Fraude eleições 2018: dep. Jaqueline Silva exige cabeça de Alírio para Ibaneis

Por Mino Pedrosa

O mandato surrupiado por fraude nas eleições para deputado distrital começa a surtir efeito colateral. O ex-presidente do Partido Trabalhista Brasileiro (PTB-DF) Alírio Neto revelou para o Tribunal Regional Eleitoral (TRE) a fraude no registro de candidaturas do partido. Alírio depõe e mostra como se deu a fraudulência apontando o secretário geral do partido, Walisson Nascimento Perônico, como responsável por não ter registrado os candidatos no período estipulado por lei.

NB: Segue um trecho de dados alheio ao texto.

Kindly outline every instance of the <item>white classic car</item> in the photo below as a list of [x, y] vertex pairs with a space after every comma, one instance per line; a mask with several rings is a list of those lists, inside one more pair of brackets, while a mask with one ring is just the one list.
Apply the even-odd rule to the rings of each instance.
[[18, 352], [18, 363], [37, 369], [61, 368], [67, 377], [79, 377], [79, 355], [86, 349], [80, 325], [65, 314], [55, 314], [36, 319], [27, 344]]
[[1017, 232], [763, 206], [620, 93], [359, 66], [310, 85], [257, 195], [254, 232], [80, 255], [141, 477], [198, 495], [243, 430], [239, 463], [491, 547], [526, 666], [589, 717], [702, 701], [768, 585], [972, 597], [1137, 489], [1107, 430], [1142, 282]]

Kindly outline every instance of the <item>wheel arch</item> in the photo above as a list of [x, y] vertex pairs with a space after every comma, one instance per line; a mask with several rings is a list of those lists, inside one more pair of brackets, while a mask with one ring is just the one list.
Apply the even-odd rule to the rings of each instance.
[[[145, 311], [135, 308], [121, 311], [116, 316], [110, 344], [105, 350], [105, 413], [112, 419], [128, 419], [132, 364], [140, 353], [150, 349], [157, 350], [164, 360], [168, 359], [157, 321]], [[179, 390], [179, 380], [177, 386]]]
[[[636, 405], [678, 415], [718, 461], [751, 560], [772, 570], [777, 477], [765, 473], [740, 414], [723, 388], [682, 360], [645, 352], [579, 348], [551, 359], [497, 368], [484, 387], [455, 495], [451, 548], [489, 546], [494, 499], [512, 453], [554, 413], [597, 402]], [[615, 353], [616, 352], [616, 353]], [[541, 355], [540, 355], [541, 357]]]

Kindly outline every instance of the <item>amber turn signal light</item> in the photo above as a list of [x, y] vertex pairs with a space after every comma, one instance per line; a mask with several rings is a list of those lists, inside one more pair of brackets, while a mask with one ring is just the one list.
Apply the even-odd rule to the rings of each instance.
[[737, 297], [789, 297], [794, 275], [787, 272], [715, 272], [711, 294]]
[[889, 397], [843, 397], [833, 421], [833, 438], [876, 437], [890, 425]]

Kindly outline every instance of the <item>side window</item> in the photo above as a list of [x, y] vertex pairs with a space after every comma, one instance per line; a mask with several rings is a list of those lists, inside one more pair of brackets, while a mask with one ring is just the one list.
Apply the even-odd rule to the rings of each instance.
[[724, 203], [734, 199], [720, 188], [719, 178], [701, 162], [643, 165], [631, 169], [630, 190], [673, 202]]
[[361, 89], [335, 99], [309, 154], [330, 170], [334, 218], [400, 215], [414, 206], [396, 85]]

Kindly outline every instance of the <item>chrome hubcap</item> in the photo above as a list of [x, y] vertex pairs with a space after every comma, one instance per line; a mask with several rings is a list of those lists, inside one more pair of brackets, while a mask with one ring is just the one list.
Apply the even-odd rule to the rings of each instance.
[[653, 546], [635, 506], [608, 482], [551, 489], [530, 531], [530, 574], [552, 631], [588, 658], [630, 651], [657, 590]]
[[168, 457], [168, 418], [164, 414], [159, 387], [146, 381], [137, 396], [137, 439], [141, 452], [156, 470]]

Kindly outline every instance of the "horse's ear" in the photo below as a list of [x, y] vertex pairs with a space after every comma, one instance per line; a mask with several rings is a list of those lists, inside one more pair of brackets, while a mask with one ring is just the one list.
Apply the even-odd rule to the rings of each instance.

Perícia técnica requisitada por Alírio comprova a fraude. A denúncia foi publicada no Jornal de Brasília com exclusividade na edição do dia de fevereiro de 2020

A deputada Jaqueline Silva, beneficiada pela fraude é a atual presidente do PTB-DF e faz parte da base do governo, procurou Ibaneis Rocha (MDB-DF) e entregou a cabeça do presidente do DETRAN-DF “governador o senhor não pode manter no governo uma pessoa que está sabotando. Alírio está tirando meu mandato que faço parte da sua base como fiel aliada”. O governador Ibaneis mandou recado direto a Alírio para submergir e não levar a frente nos tribunais o que vinha declarando. Alírio então fez chegar aos ouvidos de Jaqueline que a verdade irá prevalecer e continuou com as afirmações.

Na manhã desta sexta-feira (14), o Diário Oficial do Distrito Federal (DO-DF) trouxe a exoneração do presidente do DETRAN-DF, Alíro Neto. Pelo visto, Ibaneis atendeu ao pedido de Jaqueline que colocou a cabeça de Alírio na Bandeja e demonstrou permanecer aliado com a deputada Jaqueline Silva que na justiça caminha para o foço. Porém, a queda de braço entre a atual presidente do PTB com o ex, está dando muita dor de cabeça para Alírio, nos bastidores com o governador Ibaneis, Jaqueline conseguiu provocar o Tribunal de Contas do Distrito Federal (TCDF) que questiona a aposentadoria do ex policial civil Alírio Neto que está servindo de pano de fundo para justificar a exoneração de Alírio da presidência do DETRAN-DF mostrando o peso que o mandato distrital tem para o governador

Com o PTB não apresentando a lista de filiação dos candidatos ao pleito de 2018 no prazo estabelecido — seis meses antes do pleito —, Jaqueline Silva ajuizou uma ação declaratória junto à 4ª zona eleitoral de Santa Maria. A juíza responsável indeferiu o pleito determinando que ela não poderia estar filiada ao PTB no primeiro semestre de 2018, pela perda do prazo de filiação.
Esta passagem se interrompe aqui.